Posted: Wed Jul 18, 2007 7:12 am
by ThisDude
My tuning is different. I can get any carb to run decent with any intake with just jets, the trick is to get everything just right so that airflow is maximized along with intake velocity, like I said I put on a high flow intake and filter on my metropolitan and couldn't get as much power as I got with a modified stock airbox. The inlet is specially shaped on the metropolitan to act like a velocity stck so I got better performance with that than the short straight pipe intake.
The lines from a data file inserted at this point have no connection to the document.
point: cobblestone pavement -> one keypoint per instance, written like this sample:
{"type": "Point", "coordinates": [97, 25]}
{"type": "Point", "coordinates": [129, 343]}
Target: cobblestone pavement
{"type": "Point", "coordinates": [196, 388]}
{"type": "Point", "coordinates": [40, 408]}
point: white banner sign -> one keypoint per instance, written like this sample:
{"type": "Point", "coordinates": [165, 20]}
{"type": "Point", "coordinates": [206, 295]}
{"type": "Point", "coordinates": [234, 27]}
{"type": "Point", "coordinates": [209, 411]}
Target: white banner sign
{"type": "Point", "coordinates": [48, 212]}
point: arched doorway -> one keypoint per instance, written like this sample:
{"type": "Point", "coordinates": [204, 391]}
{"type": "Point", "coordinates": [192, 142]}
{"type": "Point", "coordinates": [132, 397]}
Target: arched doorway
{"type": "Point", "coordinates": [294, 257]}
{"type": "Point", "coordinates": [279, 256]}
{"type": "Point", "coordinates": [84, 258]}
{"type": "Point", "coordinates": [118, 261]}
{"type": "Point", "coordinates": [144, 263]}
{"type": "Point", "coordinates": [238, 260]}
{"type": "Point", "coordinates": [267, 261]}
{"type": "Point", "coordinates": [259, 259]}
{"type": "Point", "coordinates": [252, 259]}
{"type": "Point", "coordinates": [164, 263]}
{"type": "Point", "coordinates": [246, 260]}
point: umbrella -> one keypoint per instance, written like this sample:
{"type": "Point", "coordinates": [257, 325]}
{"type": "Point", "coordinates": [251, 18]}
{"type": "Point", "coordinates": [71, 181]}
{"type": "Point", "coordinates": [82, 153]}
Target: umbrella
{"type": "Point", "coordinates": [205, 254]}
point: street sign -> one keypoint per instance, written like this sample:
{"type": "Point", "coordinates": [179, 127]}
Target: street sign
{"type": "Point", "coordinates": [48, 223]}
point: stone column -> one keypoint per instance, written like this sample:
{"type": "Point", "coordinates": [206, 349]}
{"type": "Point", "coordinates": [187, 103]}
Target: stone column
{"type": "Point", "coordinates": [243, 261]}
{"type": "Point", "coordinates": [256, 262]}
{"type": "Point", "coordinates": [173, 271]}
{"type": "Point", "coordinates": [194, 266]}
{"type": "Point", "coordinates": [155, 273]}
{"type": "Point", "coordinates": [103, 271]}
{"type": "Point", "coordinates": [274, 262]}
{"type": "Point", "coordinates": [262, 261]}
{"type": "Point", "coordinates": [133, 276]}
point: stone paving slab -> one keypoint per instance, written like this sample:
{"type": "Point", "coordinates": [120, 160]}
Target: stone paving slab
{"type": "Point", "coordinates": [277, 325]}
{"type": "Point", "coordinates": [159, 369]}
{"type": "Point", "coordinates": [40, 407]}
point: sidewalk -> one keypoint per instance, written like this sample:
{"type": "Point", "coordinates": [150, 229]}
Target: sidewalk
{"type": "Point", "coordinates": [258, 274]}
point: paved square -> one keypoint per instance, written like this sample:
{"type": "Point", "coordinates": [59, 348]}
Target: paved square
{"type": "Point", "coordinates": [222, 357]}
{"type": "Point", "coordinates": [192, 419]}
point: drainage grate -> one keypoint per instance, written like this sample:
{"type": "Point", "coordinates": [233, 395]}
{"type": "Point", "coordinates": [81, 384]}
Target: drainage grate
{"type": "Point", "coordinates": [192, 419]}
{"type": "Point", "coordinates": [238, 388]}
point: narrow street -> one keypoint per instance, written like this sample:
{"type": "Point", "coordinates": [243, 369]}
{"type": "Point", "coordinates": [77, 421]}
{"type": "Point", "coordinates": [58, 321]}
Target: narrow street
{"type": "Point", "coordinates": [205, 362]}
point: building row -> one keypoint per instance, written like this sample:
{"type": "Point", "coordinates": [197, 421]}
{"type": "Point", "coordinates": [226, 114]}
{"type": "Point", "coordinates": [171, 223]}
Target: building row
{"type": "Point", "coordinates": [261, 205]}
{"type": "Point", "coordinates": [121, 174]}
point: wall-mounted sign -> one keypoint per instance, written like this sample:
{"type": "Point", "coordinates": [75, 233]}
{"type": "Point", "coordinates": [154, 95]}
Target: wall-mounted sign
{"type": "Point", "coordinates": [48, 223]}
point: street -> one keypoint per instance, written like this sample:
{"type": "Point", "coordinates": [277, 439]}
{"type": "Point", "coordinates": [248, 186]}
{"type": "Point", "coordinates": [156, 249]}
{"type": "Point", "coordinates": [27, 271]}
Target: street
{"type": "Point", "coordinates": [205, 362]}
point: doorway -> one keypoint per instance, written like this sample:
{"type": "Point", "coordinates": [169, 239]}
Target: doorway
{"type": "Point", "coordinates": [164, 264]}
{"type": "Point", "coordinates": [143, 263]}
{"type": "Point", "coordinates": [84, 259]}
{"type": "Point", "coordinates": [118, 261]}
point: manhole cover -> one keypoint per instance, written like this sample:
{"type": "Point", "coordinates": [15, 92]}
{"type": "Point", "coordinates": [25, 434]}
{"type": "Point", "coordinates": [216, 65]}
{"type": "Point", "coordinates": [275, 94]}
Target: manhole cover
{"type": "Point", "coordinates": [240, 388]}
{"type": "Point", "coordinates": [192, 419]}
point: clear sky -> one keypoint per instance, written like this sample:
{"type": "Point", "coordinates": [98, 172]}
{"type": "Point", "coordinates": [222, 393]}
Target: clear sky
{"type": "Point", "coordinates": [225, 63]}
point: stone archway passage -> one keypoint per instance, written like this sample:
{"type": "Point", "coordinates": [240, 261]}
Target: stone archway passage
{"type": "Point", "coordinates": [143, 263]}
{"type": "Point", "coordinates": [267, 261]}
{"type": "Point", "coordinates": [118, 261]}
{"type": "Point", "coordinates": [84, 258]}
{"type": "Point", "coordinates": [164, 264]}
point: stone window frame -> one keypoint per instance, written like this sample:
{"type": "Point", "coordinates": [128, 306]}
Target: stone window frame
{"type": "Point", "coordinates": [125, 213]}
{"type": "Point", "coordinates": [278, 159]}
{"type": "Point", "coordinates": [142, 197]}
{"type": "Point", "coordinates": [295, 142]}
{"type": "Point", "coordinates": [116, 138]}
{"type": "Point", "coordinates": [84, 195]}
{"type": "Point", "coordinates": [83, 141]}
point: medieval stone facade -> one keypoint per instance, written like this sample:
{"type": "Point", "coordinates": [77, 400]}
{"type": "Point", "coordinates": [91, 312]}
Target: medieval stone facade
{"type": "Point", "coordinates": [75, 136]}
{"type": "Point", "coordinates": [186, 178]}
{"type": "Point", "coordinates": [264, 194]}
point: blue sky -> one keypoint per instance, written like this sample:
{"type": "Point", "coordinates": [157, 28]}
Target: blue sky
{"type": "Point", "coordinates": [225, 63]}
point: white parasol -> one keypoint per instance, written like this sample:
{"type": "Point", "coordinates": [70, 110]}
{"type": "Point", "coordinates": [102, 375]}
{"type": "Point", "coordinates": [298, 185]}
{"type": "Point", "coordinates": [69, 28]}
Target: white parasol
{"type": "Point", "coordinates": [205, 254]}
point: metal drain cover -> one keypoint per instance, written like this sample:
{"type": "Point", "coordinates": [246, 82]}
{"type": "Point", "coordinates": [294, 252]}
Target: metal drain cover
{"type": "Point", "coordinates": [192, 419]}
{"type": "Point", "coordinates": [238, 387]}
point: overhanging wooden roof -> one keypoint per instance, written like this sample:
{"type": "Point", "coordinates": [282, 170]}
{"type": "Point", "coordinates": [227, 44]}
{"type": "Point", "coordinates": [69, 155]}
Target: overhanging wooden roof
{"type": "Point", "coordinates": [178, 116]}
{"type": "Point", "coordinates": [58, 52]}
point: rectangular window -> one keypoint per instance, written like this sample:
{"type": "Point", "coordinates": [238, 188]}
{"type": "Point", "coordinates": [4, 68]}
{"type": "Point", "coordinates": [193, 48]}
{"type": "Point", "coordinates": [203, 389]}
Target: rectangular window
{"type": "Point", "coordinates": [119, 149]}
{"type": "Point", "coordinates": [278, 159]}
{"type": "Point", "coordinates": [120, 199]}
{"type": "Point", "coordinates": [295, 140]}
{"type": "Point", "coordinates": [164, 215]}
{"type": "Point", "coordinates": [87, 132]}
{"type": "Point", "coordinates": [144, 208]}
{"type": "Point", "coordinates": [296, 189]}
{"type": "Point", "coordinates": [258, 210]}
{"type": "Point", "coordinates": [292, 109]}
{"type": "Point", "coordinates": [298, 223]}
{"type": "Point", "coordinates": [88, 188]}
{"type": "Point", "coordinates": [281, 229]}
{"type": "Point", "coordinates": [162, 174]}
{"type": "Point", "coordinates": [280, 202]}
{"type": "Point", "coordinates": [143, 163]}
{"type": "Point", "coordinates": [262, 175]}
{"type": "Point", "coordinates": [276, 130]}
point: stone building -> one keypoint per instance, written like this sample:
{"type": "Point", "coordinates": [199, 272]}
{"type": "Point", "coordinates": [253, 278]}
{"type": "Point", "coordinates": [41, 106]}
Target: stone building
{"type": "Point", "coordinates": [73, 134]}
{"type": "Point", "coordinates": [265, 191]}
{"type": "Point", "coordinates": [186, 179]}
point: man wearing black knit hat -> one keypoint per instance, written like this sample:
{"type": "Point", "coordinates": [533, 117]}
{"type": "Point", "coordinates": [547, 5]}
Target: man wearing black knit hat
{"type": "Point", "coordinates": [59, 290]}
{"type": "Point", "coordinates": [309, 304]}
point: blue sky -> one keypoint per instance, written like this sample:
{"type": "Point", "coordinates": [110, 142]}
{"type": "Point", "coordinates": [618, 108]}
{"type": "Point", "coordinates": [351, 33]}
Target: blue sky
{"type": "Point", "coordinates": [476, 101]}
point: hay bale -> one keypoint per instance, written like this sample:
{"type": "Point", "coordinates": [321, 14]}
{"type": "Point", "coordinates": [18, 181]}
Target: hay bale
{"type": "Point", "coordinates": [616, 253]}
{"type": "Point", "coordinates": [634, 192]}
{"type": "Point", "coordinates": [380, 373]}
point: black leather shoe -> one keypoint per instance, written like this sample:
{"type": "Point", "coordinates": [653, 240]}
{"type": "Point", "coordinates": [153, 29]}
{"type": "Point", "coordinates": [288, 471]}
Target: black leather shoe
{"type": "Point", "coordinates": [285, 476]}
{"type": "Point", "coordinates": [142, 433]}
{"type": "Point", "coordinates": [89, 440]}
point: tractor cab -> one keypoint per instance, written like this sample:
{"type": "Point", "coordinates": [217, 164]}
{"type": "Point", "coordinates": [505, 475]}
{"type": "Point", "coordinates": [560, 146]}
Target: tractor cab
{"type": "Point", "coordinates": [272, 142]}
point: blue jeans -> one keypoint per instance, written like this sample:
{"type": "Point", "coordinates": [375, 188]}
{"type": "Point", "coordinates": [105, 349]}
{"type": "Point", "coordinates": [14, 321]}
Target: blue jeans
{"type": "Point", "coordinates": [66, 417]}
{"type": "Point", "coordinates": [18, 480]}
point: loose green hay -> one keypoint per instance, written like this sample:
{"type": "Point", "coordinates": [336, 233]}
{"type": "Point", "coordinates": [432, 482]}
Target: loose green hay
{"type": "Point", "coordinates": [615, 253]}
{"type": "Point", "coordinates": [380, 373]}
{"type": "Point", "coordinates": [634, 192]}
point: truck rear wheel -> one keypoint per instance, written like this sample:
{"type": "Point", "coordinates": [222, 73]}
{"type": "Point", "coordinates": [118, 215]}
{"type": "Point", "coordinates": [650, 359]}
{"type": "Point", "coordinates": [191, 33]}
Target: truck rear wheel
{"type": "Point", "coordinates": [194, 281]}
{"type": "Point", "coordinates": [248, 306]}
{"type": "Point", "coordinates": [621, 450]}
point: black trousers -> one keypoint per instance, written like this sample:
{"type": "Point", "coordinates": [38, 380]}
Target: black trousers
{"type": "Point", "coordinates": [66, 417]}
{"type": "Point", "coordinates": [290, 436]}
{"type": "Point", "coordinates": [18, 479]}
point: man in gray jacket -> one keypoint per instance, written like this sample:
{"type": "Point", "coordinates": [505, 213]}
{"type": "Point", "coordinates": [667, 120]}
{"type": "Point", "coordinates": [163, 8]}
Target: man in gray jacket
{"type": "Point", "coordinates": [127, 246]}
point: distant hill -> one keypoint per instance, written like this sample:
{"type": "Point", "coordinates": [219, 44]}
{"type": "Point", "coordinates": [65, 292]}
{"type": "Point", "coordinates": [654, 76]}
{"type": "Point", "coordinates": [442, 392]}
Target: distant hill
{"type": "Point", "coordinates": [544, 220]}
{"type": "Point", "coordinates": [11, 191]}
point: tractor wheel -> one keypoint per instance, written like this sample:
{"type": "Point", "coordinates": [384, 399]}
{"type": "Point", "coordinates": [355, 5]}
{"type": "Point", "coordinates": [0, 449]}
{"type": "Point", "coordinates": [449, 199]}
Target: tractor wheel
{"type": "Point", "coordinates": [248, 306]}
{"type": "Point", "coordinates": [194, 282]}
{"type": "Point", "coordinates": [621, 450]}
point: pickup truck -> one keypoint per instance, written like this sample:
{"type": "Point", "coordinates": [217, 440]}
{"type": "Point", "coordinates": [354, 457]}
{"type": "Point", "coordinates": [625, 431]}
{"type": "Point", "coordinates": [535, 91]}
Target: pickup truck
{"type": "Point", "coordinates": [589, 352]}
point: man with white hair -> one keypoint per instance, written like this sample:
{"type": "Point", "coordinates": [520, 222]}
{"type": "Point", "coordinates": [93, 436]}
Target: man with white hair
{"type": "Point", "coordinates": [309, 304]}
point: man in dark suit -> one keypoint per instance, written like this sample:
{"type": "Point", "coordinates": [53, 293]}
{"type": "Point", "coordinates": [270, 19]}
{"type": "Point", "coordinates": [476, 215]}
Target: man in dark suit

I'm gonna have to crunch some numbers and do some tests but I should be able to get some better performance, I do think the stock intake has to go. Modding it to work will be a lot harder because it looks like it was engineered to keep rain and water out as much as possible with all the bends and baffles and intake positioning it has. I'll take a look at the gy6 intakes and see If I can get an over size one and design some velocity stack to fit in. Opened up the carb right now and the carb and intake runner could use a polish and port match. Funny that this is all just for fun I'd hate to have to do this as a job, those PGO enginerds looked way too serious testing out their bikes in the video.